There were 87 households, out of which 18.4% had children under the age of 18 living with them, 57.5% were married couples living together, 3.4% had a female householder with no husband present, and 35.6% were non-families. 31.0% of all households were made up of individuals, and 9.2% had someone living alone who was 65 years of age or older. The average household size was 2.06 and the average family size was 2.52.

In the township the population was spread out, with 12.8% under the age of 18, 5.0% from 18 to 24, 23.5% from 25 to 44, 42.5% from 45 to 64, and 16.2% who were 65 years of age or older. The median age was 48 years. For every 100 females, there were 101.1 males. For every 100 females age 18 and over, there were 108.0 males.

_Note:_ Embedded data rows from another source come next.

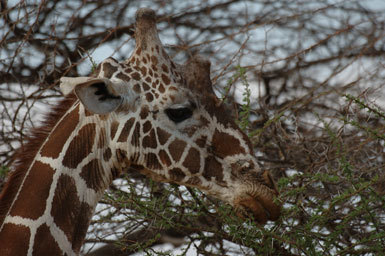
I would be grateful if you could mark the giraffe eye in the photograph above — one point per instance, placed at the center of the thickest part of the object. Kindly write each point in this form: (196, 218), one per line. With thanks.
(178, 114)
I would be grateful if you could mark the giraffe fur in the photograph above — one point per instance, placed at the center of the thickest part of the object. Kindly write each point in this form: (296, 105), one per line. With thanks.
(145, 113)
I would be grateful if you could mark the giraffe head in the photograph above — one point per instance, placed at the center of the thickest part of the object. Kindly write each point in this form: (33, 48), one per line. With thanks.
(165, 120)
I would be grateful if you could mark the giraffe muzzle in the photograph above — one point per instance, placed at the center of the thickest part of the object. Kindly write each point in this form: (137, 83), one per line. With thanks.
(259, 202)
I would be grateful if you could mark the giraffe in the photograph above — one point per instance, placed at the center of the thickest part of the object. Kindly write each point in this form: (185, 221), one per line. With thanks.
(145, 113)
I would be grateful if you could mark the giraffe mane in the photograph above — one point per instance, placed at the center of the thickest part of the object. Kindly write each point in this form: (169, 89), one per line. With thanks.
(26, 153)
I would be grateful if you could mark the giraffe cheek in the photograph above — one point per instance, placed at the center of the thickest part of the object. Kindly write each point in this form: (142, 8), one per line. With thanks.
(226, 144)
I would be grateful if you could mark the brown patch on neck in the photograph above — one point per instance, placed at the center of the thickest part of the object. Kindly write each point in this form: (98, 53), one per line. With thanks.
(80, 146)
(26, 154)
(14, 239)
(69, 214)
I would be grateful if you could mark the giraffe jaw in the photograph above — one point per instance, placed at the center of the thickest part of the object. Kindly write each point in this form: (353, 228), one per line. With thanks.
(258, 201)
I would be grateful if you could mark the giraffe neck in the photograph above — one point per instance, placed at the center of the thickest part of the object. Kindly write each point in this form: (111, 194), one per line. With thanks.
(48, 204)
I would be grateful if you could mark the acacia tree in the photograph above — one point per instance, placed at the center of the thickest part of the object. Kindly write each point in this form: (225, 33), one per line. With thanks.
(306, 80)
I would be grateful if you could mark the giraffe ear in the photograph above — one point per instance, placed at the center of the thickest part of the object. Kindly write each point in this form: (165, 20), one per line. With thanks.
(196, 71)
(98, 95)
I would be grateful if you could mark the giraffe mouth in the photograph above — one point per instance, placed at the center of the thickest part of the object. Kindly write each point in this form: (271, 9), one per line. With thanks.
(258, 208)
(260, 202)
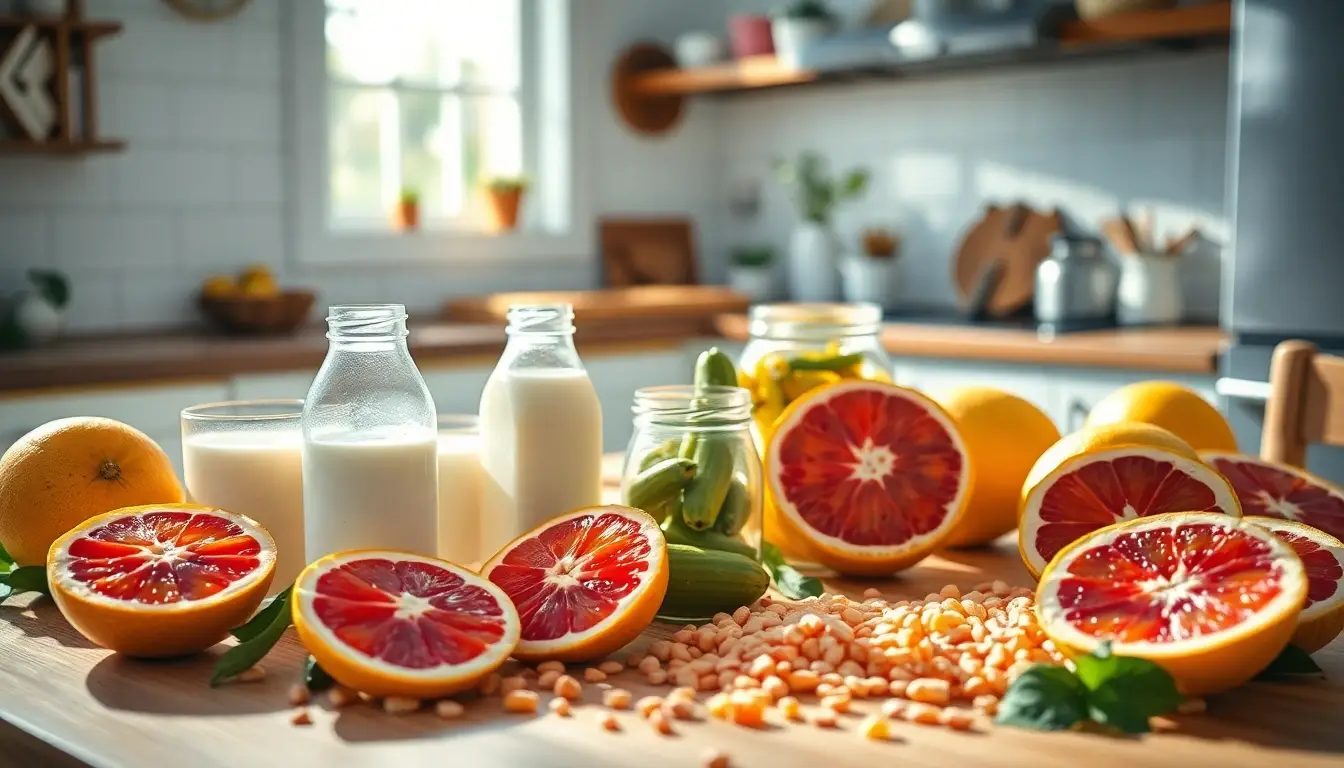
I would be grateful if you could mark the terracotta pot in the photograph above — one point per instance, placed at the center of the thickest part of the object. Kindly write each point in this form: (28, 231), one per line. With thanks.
(504, 205)
(406, 217)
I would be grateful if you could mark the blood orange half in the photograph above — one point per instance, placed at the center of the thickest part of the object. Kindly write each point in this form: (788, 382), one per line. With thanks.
(1323, 557)
(1208, 597)
(393, 623)
(867, 478)
(585, 583)
(1102, 475)
(1281, 491)
(160, 580)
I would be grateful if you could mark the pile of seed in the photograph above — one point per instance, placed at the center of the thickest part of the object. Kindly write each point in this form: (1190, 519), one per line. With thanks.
(941, 661)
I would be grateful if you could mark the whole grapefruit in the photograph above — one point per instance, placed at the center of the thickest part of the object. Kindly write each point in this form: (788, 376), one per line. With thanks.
(70, 470)
(1169, 405)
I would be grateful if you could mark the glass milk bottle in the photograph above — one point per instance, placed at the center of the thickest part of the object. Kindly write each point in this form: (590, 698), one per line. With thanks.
(540, 428)
(370, 440)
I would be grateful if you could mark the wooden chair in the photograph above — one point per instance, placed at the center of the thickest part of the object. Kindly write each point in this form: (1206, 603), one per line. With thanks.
(1305, 402)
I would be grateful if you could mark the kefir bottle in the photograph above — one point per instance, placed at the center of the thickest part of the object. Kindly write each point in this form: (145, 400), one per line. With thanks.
(540, 428)
(370, 440)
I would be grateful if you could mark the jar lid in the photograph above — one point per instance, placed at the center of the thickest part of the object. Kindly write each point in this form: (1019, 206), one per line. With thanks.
(813, 322)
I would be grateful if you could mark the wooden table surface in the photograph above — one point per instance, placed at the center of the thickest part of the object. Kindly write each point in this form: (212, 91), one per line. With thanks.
(100, 709)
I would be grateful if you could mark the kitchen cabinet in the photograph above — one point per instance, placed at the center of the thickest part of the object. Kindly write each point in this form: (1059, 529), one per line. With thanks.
(156, 410)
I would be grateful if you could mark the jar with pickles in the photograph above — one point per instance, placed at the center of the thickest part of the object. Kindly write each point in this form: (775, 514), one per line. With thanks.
(797, 347)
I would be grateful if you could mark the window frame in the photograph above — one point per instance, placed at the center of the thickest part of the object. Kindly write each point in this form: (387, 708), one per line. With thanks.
(559, 201)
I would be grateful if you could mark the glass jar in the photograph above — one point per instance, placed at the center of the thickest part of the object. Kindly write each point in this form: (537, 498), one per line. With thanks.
(540, 428)
(796, 347)
(370, 440)
(694, 467)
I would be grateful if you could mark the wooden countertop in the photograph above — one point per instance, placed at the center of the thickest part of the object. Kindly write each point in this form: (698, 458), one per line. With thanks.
(70, 704)
(1191, 349)
(145, 358)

The median income for a household in the township was $36,563, and the median income for a family was $43,750. Males had a median income of $29,821 versus $30,417 for females. The per capita income for the township was $16,558. None of the families and 3.5% of the population were living below the poverty line, including no under eighteens and 21.1% of those over 64.